Metadata-Version: 2.1
Name: sqltask
Version: 0.5.2
Summary: ETL tool based on SqlAlchemy for building robust ETL pipelies with high emphasis on high data quality
Home-page: https://github.com/villebro/sqltask
Author: Ville Brofeldt
Author-email: villebro@apache.org
License: MIT
Platform: UNKNOWN
Classifier: Programming Language :: Python
Classifier: Programming Language :: Python :: 3
Classifier: Programming Language :: Python :: 3.6
Classifier: Programming Language :: Python :: 3.7
Classifier: Programming Language :: Python :: 3.8
Classifier: Intended Audience :: Developers
Classifier: License :: OSI Approved :: MIT License
Classifier: Natural Language :: English
Description-Content-Type: text/markdown
Requires-Dist: sqlalchemy
Requires-Dist: chardet
Provides-Extra: bigquery
Requires-Dist: pybigquery (>=0.4.11) ; extra == 'bigquery'
Provides-Extra: mssql
Requires-Dist: pymssql (>=2.1.4) ; extra == 'mssql'
Provides-Extra: postgres
Requires-Dist: psycopg2 (>=2.8.3) ; extra == 'postgres'
Provides-Extra: snowflake
Requires-Dist: snowflake-sqlalchemy (>=1.1.14) ; extra == 'snowflake'

[![PyPI version](https://img.shields.io/pypi/v/sqltask.svg)](https://badge.fury.io/py/sqltask)
[![PyPI](https://img.shields.io/pypi/pyversions/sqltask.svg)](https://www.python.org/downloads/)
[![Build Status](https://travis-ci.com/villebro/sqltask.svg?branch=master)](https://travis-ci.com/villebro/sqltask)
[![codecov](https://codecov.io/gh/villebro/sqltask/branch/master/graph/badge.svg)](https://codecov.io/gh/villebro/sqltask)
[![Requirements Status](https://requires.io/github/villebro/sqltask/requirements.svg?branch=master)](https://requires.io/github/villebro/sqltask/requirements/?branch=master)
[![Documentation](https://readthedocs.org/projects/sqltask/badge/?version=latest)](https://sqltask.readthedocs.io/en/latest/)
[![Get on Slack](https://img.shields.io/badge/slack-join-orange.svg)](https://join.slack.com/t/sqltask/shared_invite/enQtODA2OTE2Nzg0OTc4LWM3NWViMzU0ODc3MjJiNmEzMDdmYzFmMzBiZjRkODExZGY0NDg0NmI5ZjE5NGFiMmM3Yzk5MGEzMDM5ZjM5OTU)

# SqlTask
SqlTask is an extensible ETL library based on [SqlAlchemy](https://www.sqlalchemy.org/)
to help build robust ETL pipelines with high emphasis on data quality.

Main features of SqlTask:
- Create well documented data models that support iterative
development of both schema and data transformation logic.
- Tightly coupled data quality checking with transformation logic with automatic
creation of visualization-friendly and actionable data quality tables.
- Make use of SQL where practical, especially expensive data filtering 
and aggregation during data extraction.
- Row-by-row data transformation using Python where SQL falls short,
e.g. calling third party libraries or storing state from previous rows.
- Encourage use of modern version control tools and processes, especially GIT.
- Performant data uploading/insertion where supported.
- Easy integration with modern ETL orchestration tools, especially
[Apache Airflow](https://airflow.apache.org/).

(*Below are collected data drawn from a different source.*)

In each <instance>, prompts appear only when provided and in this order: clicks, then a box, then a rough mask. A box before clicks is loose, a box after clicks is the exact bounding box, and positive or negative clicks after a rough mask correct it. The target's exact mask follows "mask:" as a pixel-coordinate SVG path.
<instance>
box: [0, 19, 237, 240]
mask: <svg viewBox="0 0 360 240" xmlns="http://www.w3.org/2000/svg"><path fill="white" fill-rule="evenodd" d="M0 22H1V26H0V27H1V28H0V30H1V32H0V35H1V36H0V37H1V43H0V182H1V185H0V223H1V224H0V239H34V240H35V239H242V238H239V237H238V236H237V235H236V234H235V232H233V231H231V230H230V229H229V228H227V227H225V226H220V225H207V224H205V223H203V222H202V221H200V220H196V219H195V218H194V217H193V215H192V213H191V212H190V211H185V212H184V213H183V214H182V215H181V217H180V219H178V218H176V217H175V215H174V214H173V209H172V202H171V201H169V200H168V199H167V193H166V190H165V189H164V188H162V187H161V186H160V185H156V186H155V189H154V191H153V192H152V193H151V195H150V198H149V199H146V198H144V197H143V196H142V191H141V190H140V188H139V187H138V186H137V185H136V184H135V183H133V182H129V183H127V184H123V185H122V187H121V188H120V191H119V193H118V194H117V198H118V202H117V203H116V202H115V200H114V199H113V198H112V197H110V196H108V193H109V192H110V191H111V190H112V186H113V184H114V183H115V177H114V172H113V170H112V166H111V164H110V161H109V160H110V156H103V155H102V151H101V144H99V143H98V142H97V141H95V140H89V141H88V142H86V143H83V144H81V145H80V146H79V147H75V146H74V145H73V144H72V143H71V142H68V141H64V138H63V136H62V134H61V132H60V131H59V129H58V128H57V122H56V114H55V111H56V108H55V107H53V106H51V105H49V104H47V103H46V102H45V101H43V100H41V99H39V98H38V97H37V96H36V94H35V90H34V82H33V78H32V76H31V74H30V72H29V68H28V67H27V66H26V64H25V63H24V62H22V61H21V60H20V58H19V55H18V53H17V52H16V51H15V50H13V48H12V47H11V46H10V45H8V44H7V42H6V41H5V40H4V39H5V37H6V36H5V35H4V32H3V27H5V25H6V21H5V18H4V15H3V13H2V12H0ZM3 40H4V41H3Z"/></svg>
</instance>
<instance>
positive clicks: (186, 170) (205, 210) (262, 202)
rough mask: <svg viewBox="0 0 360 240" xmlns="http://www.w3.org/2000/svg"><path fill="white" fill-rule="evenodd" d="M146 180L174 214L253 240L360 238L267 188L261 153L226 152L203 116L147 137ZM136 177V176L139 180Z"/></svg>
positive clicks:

**Word of caution:** SqlTask is currently under heavy development, and the
API is expected to change frequently.

# Supported databases

SqlTask supports all databases with a SqlAlchemy
[dialect](https://docs.sqlalchemy.org/en/13/dialects/), with
dedicated support for the following engines:
- Google BigQuery
- MS SQL Server (experimental)
- Postgres
- Sqlite
- Snowflake

Engines not listed above will fall back to using regular inserts.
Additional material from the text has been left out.